The synthetic_pop from 00mjk

Synthetic Pop

Creates synthetic population files for the 2010 US population

Overview

1. gen_synth_pop/swarm_underlying_structure.py

Launches (1) gen_synth_pop/generate_underlying_structure.py and (2) gen_synth_pop/new_sample_single_year_age_distribution.py. For each person in the 2010 Decennial Census, these scripts create a row. These people are saved in csv batches to the dir /ihme/scratch/users/beatrixh/synthetic_pop/pyomo/best/{state}/, with filename "state{i}_county{j}_tract{k}.csv", where i, j, and k correspond to FIPS geoids.

2. gen_synth_pop/swarm_pop_zero.py

Launches gen_synth_pop/identify_pop_zero_tracts/identify_pop_zero_tracts.py. For each tract containing zero people in the 2010 Decennial census, this creates a csv saved to the dir /ihme/scratch/users/beatrixh/synthetic_pop/pyomo/zero_pop_tracts with filename "state_{state}_geoids.csv". This file has columns: ['STATE', 'COUNTY','TRACT','BLOCK'], and a row for each block in the state with population zero, containing the corresponding FIPS geoid.

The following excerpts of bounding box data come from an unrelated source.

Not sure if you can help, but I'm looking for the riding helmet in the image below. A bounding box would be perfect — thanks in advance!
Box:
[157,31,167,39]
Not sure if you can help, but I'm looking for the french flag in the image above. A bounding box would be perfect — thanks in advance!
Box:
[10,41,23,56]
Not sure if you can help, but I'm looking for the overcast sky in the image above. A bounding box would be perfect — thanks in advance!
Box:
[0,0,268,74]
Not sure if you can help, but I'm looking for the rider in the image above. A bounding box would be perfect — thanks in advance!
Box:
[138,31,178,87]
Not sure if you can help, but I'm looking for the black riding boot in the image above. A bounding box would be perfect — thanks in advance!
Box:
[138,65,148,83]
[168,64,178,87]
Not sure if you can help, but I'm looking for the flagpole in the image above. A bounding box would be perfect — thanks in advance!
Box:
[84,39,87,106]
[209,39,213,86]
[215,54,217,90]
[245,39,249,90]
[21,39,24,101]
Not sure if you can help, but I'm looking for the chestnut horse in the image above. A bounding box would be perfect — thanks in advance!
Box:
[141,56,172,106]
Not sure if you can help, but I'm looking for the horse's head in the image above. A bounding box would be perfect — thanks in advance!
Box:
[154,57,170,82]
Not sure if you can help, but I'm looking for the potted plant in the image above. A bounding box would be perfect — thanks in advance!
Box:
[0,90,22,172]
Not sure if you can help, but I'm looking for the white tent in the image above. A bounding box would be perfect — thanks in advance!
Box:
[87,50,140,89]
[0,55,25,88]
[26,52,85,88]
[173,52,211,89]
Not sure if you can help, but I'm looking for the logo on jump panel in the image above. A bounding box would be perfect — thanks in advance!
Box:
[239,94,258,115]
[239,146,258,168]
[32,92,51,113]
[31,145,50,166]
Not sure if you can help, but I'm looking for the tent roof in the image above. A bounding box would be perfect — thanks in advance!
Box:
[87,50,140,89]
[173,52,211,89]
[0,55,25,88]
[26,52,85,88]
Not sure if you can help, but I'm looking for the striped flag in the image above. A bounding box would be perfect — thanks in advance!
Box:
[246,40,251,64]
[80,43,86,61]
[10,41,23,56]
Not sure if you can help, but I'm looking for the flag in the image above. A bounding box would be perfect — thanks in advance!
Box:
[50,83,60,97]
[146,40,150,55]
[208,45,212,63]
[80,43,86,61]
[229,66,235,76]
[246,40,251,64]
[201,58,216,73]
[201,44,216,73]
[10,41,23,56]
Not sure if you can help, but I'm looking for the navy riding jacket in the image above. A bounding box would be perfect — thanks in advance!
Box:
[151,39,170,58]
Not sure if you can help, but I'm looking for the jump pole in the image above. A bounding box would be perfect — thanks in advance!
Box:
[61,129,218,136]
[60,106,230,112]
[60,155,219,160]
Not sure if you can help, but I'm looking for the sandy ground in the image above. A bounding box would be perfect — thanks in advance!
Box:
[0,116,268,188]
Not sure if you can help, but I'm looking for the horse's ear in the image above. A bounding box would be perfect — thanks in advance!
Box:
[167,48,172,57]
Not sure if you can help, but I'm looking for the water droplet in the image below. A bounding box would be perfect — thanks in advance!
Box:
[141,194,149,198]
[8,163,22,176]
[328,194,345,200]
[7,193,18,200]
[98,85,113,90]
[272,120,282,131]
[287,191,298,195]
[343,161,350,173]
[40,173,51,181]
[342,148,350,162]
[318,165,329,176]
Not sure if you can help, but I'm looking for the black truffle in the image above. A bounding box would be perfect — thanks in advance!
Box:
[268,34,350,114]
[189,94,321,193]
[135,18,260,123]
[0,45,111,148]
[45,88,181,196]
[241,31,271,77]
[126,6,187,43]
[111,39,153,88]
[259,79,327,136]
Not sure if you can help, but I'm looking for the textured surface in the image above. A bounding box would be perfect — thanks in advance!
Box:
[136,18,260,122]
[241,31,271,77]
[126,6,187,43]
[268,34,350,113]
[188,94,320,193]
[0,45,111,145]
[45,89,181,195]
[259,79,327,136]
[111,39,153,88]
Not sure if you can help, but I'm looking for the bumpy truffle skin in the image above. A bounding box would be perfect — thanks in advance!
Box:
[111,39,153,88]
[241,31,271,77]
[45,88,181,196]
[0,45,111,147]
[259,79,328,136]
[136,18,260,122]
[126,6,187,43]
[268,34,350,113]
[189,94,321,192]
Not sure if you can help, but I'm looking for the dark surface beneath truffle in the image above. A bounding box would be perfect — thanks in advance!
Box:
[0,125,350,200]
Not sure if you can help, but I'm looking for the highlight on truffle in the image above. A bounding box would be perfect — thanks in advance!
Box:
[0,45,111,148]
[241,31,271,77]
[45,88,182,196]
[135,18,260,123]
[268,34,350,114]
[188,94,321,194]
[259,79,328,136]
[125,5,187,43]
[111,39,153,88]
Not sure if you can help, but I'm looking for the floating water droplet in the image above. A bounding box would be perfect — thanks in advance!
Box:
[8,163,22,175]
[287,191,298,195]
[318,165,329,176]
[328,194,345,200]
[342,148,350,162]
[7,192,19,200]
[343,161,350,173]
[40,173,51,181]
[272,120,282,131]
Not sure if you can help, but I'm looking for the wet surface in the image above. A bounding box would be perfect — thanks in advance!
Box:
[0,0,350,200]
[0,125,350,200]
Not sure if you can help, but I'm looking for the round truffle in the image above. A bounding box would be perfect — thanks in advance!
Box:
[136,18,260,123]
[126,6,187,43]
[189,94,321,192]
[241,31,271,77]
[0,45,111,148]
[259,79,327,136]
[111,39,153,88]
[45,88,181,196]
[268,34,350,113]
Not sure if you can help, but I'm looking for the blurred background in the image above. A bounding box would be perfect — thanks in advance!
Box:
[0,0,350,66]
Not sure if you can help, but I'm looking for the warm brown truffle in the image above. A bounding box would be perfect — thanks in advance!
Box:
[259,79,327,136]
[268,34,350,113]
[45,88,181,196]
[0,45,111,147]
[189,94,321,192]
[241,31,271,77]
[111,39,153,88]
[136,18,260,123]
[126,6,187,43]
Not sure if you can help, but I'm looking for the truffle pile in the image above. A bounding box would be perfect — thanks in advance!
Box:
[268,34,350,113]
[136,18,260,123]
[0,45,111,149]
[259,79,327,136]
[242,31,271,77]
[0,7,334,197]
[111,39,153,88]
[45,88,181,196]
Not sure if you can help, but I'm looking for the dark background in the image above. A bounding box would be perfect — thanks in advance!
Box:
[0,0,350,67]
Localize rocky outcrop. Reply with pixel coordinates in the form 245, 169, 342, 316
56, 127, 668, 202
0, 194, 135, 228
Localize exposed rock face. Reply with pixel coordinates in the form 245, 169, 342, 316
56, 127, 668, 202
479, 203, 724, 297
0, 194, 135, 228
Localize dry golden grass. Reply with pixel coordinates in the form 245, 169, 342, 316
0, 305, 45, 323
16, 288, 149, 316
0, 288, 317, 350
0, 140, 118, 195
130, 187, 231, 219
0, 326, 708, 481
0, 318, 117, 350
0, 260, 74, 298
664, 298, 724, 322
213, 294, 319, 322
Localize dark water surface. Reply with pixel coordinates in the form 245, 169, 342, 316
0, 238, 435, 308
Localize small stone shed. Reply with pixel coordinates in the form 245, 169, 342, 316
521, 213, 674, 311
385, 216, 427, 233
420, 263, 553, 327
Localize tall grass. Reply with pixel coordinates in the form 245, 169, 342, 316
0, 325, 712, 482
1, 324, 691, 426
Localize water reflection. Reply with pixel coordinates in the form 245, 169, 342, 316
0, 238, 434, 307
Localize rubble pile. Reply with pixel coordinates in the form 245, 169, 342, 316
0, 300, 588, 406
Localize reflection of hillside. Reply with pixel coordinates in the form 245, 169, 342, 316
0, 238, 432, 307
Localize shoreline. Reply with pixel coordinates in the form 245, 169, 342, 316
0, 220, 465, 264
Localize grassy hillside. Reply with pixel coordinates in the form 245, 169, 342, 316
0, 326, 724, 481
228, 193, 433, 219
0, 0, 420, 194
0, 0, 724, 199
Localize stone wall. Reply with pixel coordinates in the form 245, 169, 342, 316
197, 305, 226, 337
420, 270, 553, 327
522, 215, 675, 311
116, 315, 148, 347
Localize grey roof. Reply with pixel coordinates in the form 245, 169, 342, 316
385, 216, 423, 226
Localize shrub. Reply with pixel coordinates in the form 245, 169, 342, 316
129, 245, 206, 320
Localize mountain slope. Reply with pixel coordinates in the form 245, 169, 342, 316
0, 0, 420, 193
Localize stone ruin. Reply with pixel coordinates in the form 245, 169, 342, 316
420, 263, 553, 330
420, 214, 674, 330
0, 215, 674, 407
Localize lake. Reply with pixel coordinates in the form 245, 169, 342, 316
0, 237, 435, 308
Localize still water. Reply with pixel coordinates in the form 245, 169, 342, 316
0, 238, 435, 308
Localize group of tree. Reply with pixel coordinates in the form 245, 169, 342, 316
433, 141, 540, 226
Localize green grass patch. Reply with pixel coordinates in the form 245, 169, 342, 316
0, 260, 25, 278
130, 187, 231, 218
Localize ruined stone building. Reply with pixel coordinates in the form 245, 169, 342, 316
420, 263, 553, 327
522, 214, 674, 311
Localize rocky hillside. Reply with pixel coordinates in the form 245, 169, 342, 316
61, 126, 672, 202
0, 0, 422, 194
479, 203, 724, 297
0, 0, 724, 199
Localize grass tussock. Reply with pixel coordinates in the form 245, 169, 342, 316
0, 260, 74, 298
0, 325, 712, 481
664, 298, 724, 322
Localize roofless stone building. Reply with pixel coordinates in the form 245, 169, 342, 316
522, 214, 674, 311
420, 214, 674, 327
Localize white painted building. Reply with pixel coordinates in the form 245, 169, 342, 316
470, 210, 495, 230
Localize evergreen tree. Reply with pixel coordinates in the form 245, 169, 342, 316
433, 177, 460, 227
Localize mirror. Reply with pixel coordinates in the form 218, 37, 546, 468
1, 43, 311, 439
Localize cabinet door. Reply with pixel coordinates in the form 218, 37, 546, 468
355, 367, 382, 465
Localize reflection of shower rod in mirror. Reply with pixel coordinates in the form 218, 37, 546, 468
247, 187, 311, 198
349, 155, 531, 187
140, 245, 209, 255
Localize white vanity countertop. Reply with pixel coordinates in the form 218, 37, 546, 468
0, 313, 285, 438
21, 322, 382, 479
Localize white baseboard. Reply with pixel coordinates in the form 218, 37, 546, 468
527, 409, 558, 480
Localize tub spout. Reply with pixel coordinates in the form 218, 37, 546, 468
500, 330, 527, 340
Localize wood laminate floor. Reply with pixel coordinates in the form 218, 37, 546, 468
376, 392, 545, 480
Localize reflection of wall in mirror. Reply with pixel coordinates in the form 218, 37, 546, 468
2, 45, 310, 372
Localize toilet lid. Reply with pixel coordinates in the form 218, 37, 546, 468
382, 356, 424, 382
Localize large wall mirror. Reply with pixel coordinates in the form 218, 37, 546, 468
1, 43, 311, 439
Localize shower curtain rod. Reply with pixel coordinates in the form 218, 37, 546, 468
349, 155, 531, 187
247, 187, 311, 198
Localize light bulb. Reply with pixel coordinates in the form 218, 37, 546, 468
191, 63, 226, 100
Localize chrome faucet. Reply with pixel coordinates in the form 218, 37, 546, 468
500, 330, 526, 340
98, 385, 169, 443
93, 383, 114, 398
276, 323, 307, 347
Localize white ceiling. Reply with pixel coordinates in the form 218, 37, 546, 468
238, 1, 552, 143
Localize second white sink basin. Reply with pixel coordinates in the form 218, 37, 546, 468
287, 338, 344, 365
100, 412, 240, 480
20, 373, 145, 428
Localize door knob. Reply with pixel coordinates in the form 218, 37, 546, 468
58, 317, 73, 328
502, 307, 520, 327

3. gen_synth_pop/synth_pop_diagnostics.py

Runs a series of checks on the file outputs.

Script Logic

1. generate_underlying_structure.py

ARGUMENTS: state (int), county (string), tract (string)

INPUTS: 2010 Decennial Census tables P12A, P12B, P12C, P12D, P12E, P12F, 
P12G P5, P12H, PCT21, P21A, P29B, P29C, P29D, P29E, P29F, P29G

LOGIC:

    * pulls in joint geo/race/age/sex distribution

    * pulls in joint race/ethnicity distribution

    * pulls in joint ehtnicity/age/sex distribution

    * optimizes to get joint race/ethnicity/age/sex distribution

    * subtracts out {hispanic} from {hispanic + non-hispanic}

    * pulls in group-quarters (gq)/race distribution

    * pulls in gq/sex/age distribution

    * optimizes to get joint race/sex/age/gq distribution

    * assigns gq status to established structure

OUTPUTS: a csv with one row for each unique 
2-sex/23-age/7-race/2-ethnicity/2-gq/block-level geoid value, and the count 
of such individuals from the 2010 Decennial census

2. new_sample_single_year_age_distribution.py

ARGUMENTS: state (int), county (string), tract (string)

INPUTS: the 2-sex/23-age/7-race/2-ethnicity/2-gq/block-level geoid output by 
generate_underlying_structure.py; ACS community surveys from 2012-2017

LOGIC: For each row of the underlying structure table, sample an individual 
from the state-level population distribution. More specifically, given a row
with a sex, 5ish-year age bin, race category, ethnicity, group quarters 
status,	and census block geoid obtain list of individuals in the state who 
match on:

    *  [sex, age, race, ethnicity, and gq status].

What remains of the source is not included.